Otra vez Navidad. Para mí ya es tradición escribir una columna en la que, salvo el año pasado en el que mi corazón se encogió por un súbito problema de salud de una persona a la que aprecio, siempre he intentado disfrazarme de George Bailey y apuntarme a la mirada llena de emoción que Frank Capra nos contagia en la película Qué bello es vivir. Así que ya suena Sinatra, otro Frank irrepetible, con sus maravillosos villancicos mientras decoro la casa con mi mujer y mi hija como lo hacía con mis padres hace ya muchos años, tal vez demasiados.

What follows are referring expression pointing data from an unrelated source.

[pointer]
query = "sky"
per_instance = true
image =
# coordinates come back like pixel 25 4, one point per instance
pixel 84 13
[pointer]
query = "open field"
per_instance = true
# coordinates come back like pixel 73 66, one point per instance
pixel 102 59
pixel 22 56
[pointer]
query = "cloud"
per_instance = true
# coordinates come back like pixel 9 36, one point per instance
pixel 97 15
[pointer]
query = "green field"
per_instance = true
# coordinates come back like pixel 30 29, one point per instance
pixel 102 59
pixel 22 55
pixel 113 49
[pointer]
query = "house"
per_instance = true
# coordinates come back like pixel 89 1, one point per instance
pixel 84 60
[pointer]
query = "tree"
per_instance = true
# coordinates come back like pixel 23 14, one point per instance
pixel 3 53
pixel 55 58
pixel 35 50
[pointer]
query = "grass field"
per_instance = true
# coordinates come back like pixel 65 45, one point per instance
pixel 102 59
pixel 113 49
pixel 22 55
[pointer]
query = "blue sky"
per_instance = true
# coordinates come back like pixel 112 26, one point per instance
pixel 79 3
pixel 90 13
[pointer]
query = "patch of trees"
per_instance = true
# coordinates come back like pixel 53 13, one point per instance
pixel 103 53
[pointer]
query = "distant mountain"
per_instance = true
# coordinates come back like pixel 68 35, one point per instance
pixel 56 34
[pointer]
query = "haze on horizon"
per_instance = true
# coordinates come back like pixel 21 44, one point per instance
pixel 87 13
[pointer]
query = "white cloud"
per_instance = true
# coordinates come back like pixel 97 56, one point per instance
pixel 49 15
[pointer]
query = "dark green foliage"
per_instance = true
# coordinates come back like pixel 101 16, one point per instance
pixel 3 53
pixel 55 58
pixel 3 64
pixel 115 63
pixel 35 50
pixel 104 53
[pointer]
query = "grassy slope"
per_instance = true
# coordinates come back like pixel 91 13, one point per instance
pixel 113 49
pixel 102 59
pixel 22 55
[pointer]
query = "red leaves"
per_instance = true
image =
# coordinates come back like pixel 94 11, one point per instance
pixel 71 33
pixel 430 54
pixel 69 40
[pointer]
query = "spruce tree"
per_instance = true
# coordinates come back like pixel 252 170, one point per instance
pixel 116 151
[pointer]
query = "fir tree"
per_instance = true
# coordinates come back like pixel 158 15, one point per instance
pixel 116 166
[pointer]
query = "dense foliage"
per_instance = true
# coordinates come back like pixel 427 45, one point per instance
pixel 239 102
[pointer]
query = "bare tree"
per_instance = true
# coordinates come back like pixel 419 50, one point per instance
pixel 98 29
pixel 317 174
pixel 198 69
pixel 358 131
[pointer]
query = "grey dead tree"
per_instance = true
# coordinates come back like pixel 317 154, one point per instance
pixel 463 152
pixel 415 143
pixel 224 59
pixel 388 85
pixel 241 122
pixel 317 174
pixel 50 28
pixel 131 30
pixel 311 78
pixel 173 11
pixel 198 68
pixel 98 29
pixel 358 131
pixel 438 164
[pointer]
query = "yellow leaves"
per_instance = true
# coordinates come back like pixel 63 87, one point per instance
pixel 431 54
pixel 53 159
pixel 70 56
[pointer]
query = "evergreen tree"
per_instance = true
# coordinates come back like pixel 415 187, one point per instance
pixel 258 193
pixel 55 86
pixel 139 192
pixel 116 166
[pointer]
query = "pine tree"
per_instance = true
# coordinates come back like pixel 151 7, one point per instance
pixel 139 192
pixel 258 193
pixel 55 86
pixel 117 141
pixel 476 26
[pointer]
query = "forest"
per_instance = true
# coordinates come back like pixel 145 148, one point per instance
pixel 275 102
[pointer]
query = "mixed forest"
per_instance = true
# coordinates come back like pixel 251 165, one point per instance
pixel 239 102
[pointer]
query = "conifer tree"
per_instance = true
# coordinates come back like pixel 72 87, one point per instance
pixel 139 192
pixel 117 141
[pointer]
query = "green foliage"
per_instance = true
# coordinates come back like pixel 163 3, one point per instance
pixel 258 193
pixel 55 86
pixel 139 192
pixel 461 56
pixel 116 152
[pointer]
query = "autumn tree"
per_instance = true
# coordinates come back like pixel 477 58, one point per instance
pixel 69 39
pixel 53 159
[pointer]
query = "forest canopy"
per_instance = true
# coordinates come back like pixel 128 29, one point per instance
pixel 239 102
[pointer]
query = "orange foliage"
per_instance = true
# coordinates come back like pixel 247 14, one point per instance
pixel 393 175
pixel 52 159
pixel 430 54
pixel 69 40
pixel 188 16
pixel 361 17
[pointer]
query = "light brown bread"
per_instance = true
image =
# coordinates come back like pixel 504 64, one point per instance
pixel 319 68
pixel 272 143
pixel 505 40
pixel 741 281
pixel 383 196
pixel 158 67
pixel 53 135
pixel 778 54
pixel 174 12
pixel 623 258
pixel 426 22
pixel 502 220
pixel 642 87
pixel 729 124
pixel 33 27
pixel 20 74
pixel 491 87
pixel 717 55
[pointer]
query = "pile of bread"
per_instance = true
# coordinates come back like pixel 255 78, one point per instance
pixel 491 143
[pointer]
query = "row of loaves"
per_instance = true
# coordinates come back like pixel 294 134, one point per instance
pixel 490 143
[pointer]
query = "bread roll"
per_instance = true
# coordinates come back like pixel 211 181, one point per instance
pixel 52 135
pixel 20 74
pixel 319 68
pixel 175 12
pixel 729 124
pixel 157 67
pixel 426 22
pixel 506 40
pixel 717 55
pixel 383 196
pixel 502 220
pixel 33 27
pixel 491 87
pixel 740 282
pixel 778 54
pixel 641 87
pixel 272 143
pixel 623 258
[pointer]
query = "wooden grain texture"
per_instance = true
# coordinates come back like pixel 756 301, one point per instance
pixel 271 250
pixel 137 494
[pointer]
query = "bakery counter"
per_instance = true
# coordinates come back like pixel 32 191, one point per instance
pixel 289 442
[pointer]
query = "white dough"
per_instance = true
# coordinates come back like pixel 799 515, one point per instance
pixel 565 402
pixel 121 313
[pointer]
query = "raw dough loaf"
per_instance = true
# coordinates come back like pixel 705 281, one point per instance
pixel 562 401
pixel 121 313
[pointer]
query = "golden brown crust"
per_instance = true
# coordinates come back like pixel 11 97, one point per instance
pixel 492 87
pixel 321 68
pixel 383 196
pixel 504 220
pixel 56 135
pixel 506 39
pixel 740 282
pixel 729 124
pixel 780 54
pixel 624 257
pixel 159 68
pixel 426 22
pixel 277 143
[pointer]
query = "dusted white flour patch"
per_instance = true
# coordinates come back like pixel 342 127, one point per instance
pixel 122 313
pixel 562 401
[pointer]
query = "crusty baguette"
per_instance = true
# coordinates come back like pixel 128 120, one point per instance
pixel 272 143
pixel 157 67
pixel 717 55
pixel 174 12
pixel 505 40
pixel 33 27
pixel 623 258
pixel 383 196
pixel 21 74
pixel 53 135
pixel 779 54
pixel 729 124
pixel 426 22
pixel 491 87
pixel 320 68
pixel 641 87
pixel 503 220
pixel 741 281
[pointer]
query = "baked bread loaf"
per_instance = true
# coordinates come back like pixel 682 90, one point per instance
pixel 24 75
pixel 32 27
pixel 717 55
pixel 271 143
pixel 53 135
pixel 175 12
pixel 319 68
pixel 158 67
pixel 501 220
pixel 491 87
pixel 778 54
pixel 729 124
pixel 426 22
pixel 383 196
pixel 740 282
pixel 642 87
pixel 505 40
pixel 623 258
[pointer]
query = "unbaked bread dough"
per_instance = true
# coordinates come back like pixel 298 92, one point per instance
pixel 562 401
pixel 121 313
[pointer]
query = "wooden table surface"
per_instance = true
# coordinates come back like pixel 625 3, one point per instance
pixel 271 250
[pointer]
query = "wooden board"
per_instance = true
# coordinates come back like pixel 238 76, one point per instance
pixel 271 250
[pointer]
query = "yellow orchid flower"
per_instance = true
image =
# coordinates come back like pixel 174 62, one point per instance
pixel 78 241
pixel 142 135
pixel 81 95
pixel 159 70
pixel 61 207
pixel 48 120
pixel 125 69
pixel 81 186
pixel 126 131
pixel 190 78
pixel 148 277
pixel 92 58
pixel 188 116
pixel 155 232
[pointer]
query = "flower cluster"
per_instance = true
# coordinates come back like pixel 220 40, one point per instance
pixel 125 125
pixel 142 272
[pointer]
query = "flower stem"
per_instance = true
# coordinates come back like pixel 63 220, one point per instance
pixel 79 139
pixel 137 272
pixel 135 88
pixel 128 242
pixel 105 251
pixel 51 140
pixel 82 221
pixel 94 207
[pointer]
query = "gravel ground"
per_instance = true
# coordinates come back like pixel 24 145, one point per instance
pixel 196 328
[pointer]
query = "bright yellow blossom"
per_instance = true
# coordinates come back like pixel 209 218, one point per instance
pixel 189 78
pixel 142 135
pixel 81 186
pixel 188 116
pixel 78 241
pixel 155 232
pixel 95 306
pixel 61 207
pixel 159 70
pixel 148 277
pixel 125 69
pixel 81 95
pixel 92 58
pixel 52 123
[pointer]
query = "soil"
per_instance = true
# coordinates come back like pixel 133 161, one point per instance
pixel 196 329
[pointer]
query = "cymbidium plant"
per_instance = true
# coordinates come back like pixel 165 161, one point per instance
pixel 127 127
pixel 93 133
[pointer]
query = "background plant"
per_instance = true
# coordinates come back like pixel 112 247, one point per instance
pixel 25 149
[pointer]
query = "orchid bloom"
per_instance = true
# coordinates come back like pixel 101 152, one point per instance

En mi familia, hemos intentado dar a los más pequeños la misma felicidad que nos dieron un día nuestros mayores y seguimos compartiendo juntos momentos en los que la calidez se adueña de estas fiestas.
Pero sé que para muchas personas estos días son una tortura. Un día alguien me dijo: «Si existiera una pastilla que me hiciera dormir desde el día 22 hasta el día 8 la tomaría sin dudarlo». Y es que la alegría de tiempos pasados puede llegar a ser un cuchillo de doble filo, sobre todo si en los momentos presentes falta aquel aroma de unión y de gozo. Entonces se agranda la ausencia de seres queridos y la mente, llena de felicidad caduca, provoca que el ánimo no brille en bolas plateadas que cuelgan de árboles llenos de luces.
Yo, que siempre he sido enemigo de aconsejar rutas y atajos para despistar a la tristeza, hoy me atrevo a recomendarles que intenten mirar estas fechas de forma distinta, con la consciencia de que el ayer se conjuga en pasado y que la felicidad puede fluir de muchas maneras. A estas alturas, cada uno ya sabemos cómo actuar para que la amargura no se adueñe de nosotros. Y aunque a veces parezca complicado, lo hacemos cotidianamente sin percatarnos de ello. Sea como fuere, ojalá el veneno que a veces aporta la nostalgia no nos atrape nunca. Que pasen todos una feliz Navidad, sin necesidad de pastillas que les hagan dormir quince días.